エリート外科医の滴る愛妻欲~旦那様は今夜も愛を注ぎたい~
……わからないことを想像したって、どうしようもないじゃない。

こんなの、疑心暗鬼に陥っているだけだ。今は私のことだけを考えてくれているのだから、それで充分なはずなのに。

彼が出かけたあと、自室のゴミ箱の中から、半分に破れたレストランの名刺を拾い上げた。裂け目をくっつけてひとつにする。

「……沢渡先生、私が来るまでお店で待つつもりかな……?」

ずっと待たれるのも寝覚めが悪い。ちゃんと行かないことを伝えようと、その名刺に殴り書きされた番号に電話をかけてみる。

携帯端末を耳に当て、しばらく待つ。コールが六回、七回、八回――なかなか出てくれない。

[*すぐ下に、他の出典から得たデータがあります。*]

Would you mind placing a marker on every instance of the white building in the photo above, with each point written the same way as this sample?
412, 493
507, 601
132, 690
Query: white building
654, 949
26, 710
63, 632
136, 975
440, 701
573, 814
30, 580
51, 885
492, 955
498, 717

ふと時計を見て、まだ八時だったことを思い出した。しまった、朝早くかけすぎた!

しかし、慌てて切ろうとした十回目のコールで繋がってしまい、沢渡先生の『はい』という焦った声が聞こえた。

急かしてしまって恐縮だ。ただ、断るだけなのに……。

私は恐る恐る「早風彩葉です、えっと、須皇先生の婚約者です」と彼にもわかるように名乗った。